Les recherches sur la pédagogie APP

Le Cesi utilise depuis quelques années « l’approche par problèmes » (APP, ou problem-based learning, PBL en anglais) comme méthode pédagogique pour l’apprentissage des sciences. Quelques cas ont été développés, comme celui de la canette auto-rafraichissante pour la thermodynamique.

Avant de généraliser cette approche à toutes les disciplines scientifiques enseignées et de développer au moins un cas approprié à chacune d’elle, l’Ecole d’ingénieurs Cesi a souhaité mieux comprendre les processus d’apprentissage et de développement des compétences à l’œuvre dans les séances APP.

Il a donc été proposé de réaliser une analyse de l’activité de l’enseignant et de l’activité des élèves ingénieurs au cours d’une session APP, en utilisant les techniques habituelles : enregistrement vidéo des sessions, auto-confrontation des participants aux séquences les plus significatives, analyse de ces matériaux.

La session APP comprend 5 séquences de 3 heures :

  • Lecture de l’énoncé, clarification des termes et des données du problème ; définition du problème
  • Recherche d’information sur le problème
  • Formulation et discussion d’hypothèses
  • Explication du problème restitution

Deux groupes d’une trentaine d’élèves font l’objet de la recherche :

  • Dans le premier groupe, est étudiée l’activité de deux sous-groupes de 5-6 élèves,
  • Dans le deuxième groupe est étudiée l’activité de l’enseignant et ses interactions avec l’ensemble du groupe et avec les 6 sous-groupes.

Principaux résultats

Une première série d’analyses du matériau recueilli a été menée en 2009, afin de présenter quelques résultats lors du colloque international de didactique professionnelle qui a eu lieu à Dijon, en décembre (voir publication ci-dessous).
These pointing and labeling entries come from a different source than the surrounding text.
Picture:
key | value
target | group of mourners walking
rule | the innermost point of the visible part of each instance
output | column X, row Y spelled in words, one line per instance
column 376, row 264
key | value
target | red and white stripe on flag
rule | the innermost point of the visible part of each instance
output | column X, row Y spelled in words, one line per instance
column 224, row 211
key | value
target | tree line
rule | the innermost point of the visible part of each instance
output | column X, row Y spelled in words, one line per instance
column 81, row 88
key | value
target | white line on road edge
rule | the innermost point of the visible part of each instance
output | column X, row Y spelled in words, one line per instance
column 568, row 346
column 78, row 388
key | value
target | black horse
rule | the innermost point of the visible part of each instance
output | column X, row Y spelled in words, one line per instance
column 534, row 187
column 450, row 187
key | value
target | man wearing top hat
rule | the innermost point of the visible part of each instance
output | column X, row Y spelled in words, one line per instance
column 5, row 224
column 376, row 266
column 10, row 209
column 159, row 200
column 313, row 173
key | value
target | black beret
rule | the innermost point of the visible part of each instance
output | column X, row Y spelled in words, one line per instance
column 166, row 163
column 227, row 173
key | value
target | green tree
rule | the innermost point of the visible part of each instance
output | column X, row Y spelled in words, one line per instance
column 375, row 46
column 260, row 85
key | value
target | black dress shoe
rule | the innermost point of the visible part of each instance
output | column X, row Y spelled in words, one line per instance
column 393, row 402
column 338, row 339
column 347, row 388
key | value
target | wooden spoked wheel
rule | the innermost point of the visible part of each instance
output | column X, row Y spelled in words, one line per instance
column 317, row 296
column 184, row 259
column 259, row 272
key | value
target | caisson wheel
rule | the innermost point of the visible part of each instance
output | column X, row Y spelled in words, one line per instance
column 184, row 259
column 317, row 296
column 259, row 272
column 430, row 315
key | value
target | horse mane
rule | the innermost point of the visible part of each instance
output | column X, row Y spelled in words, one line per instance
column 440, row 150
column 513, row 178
BLANDIN, B. OUARRAK, B. (2009) Quand l’expérience joue des tours dans un dispositif de formation en alternance, in Actes du 1er colloque international de l’association Recherches et pratiques en didactique professionnelle, Dijon, 2-4 décembre 2009 (communication n°407).

Par ailleurs, Bouazza Ouarrak a analysé en détail les parcours d’apprentissage des élèves du premier groupe dans sa thèse, intitulée « Microgenèse d’un objet technique chez des élèves ingénieurs du Cesi », soutenue au CNAM le 7 juillet 2011.

Cette thèse explore les ressources cognitives que mobilisent des élèves ingénieurs dans un APP (Apprentissage par problème) dans une tâche de conception d’un objet technique. La situation-problème à laquelle ces élèves sont confrontés est constituée par un système technique inédit de réfrigération sans apport extérieur d’énergie. Dans cet apprentissage, les élèves doivent concevoir l’objet technique et apprendre des concepts en thermodynamique.

Deux groupes d’élèves sont comparés : le premier dispose d’un modèle analogique d’une situation connue pour aborder la situation nouvelle, le second ne dispose que du texte.

Les questions de recherches :

  • Que construisent ces élèves comme connaissances ?
  • Qu’apportent ces deux types d’apprentissage (l’apprentissage par une situation connue et l’apprentissage par le texte) ?
  • Quels sont les obstacles que rencontrent ces élèves ?

Les hypothèses :

  • Un apprentissage par une situation connue conduit à la construction de connaissances opératives (des concepts outils).
  • Un apprentissage par le texte conduit à la construction de connaissances décontextualisées (des concepts objets).
  • Un apprentissage par les situations dans un dispositif didactique conduit ultérieurement à la construction de concepts catégoriels.

Ces deux types d’apprentissage impliquent l’obstacle épistémologique dans la construction des concepts dans leurs deux fonctions : outil et objet.